After Ryan built the wall upstairs that created Charlie's bedroom we had this cozy little nook at the top of the stairs. We had big plans for a bookshelf and a built in bench with big pillows and charming family pictures on the wall. But then James was born and I taught a new class and that all went kablooey and the charming landing turned into The Place Where Shoes and Dirty Clothes go.
Which is not what I want to look at every time I leave my bedroom in the morning. I mean, mornings are stressful enough without tripping over forty five rubber clogs am I right? So we've been trying to keep it neater, but what it really needed was a curtain.
Every time I passed this window I thought about what kind of curtain I'd like to have. Red? Blue? Gray? Contemporary? Traditional? Valance? Panels? Sheers? But I could not decide, mostly because I did not feel like spending any money on the project. But still, how uninspiring is this?
Hi, we just moved in. Four years ago. You know how it is.
And then! On the way home from something the other day we stopped at a yard sale and they had curtain panels!! I snapped up two pretty ones and held my breath as I waited my turn to pay. They were so perfect and wonderful and I only had five dollars in my purse. I didn't want to have to put them back. I was thrilled when she told me they were FIFTY CENTS EACH!

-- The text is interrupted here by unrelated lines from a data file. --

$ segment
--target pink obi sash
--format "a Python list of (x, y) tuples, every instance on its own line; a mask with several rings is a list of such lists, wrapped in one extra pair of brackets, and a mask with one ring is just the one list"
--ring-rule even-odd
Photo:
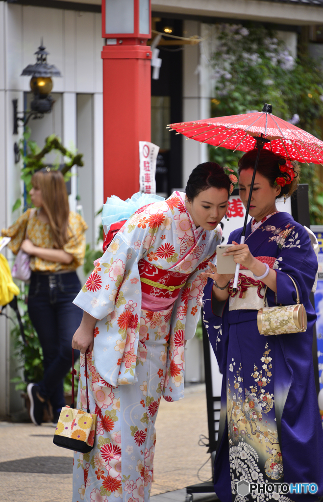
[(185, 286), (188, 275), (158, 269), (143, 258), (138, 268), (141, 285), (141, 308), (152, 311), (169, 308)]

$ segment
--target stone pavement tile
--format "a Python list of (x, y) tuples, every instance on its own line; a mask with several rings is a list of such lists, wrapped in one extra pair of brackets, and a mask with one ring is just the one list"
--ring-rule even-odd
[(72, 474), (0, 472), (2, 502), (71, 502)]
[(30, 457), (73, 457), (72, 451), (54, 444), (55, 430), (51, 424), (37, 427), (0, 422), (0, 461)]
[(184, 488), (208, 480), (211, 460), (197, 471), (209, 455), (198, 445), (201, 434), (208, 437), (205, 386), (192, 386), (179, 401), (160, 401), (156, 421), (154, 482), (151, 495)]
[[(200, 471), (201, 480), (197, 475), (209, 456), (207, 448), (198, 444), (200, 434), (208, 436), (205, 387), (189, 387), (184, 399), (180, 401), (168, 403), (162, 399), (156, 428), (155, 480), (151, 495), (164, 494), (163, 500), (155, 502), (185, 502), (181, 489), (207, 480), (211, 473), (208, 462)], [(71, 459), (72, 451), (53, 443), (54, 430), (49, 424), (36, 427), (33, 424), (0, 422), (0, 464), (30, 458), (33, 459), (31, 464), (34, 462), (37, 467), (42, 460), (37, 457), (49, 457), (48, 462), (53, 461), (53, 457), (58, 457), (56, 465), (61, 461), (58, 457)], [(46, 462), (46, 458), (44, 461)], [(61, 461), (63, 463), (65, 460)], [(0, 471), (0, 501), (71, 502), (72, 483), (70, 474)], [(170, 492), (179, 490), (177, 493)], [(183, 493), (186, 493), (185, 489)], [(194, 500), (199, 497), (195, 494)]]
[[(46, 457), (49, 457), (47, 463), (53, 465), (55, 472), (61, 472), (57, 469), (60, 462), (65, 465), (70, 458), (72, 462), (73, 452), (53, 444), (54, 431), (51, 424), (36, 427), (33, 424), (0, 422), (0, 469), (2, 462), (5, 463), (6, 468), (11, 461), (30, 458), (33, 459), (31, 468), (36, 467), (36, 470), (40, 464), (41, 467), (41, 457), (44, 457), (44, 463)], [(57, 462), (53, 462), (53, 457), (58, 457)], [(41, 458), (35, 462), (36, 457)], [(22, 461), (21, 468), (23, 469), (28, 462)], [(0, 471), (1, 502), (71, 502), (72, 490), (71, 474)]]
[[(185, 502), (186, 489), (183, 488), (174, 491), (168, 491), (166, 493), (154, 495), (151, 498), (151, 502)], [(213, 502), (218, 500), (215, 493), (194, 493), (194, 502)]]

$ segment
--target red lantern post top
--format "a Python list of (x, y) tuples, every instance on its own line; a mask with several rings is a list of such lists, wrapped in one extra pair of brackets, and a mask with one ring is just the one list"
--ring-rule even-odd
[(150, 0), (102, 0), (102, 23), (108, 45), (146, 45), (151, 38)]

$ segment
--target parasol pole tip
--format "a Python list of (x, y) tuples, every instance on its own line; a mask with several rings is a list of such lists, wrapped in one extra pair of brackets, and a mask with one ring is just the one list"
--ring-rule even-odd
[(262, 108), (263, 111), (266, 111), (268, 113), (272, 113), (272, 105), (268, 104), (268, 103), (265, 103), (264, 105), (264, 107)]

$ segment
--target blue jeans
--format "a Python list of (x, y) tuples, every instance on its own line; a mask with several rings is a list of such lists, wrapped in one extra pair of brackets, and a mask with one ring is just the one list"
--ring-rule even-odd
[[(72, 366), (72, 339), (83, 315), (72, 302), (80, 289), (76, 272), (32, 274), (28, 312), (44, 354), (44, 376), (37, 383), (54, 415), (65, 405), (63, 382)], [(74, 350), (75, 360), (79, 353)]]

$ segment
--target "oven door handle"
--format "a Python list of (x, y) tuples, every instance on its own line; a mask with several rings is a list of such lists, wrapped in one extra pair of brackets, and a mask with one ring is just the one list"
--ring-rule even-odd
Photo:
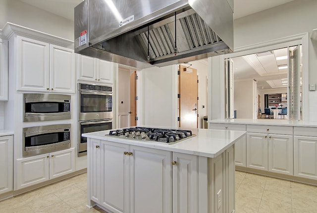
[(112, 92), (80, 92), (80, 94), (83, 95), (112, 95)]
[[(67, 129), (66, 130), (65, 129)], [(38, 135), (43, 134), (47, 134), (49, 133), (56, 133), (56, 132), (69, 132), (69, 128), (61, 128), (58, 129), (46, 130), (44, 131), (31, 131), (29, 132), (25, 132), (25, 137), (29, 137), (30, 136)]]
[(106, 123), (111, 123), (112, 122), (112, 119), (107, 120), (106, 121), (89, 121), (89, 122), (81, 122), (80, 124), (81, 125), (87, 125), (89, 124), (105, 124)]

With great enthusiasm I brought them home and went straight to work cajoling Ryan into hanging them up. We had an extra curtain rod but no brackets. Ryan suggested he go to the store but I pressed on! This project is supposed to cost ONE DOLLAR ONLY! So he screwed two drywall screws into the window frame to rest the rod on and VOLIA!
So much better. They are about six inches too long so I will need to hem them. Yeah, I'll get right on that. As a special bonus, they cover up the hole left behind when Wes used his Incredible Hulk muscles to rip the baby gate out of the wall.
And now for helpful tip number two! Do you have boys? Does your bathroom smell like the mens room at Texas Stadium on dollar pitcher night? Have you witnessed your darling children experience...lapses in concentration, shall we say...while they are using the potty that explain the smell?
I taped this picture to the potty one day because I thought the kids would laugh.
And they did laugh, but the BEST PART? It seems to keep them facing front and center. The smell has not returned! It is a miracle! I think I will have to change it up every once in a while to hold their interest. This must be why they hang newspapers behind the urinals at bars, no?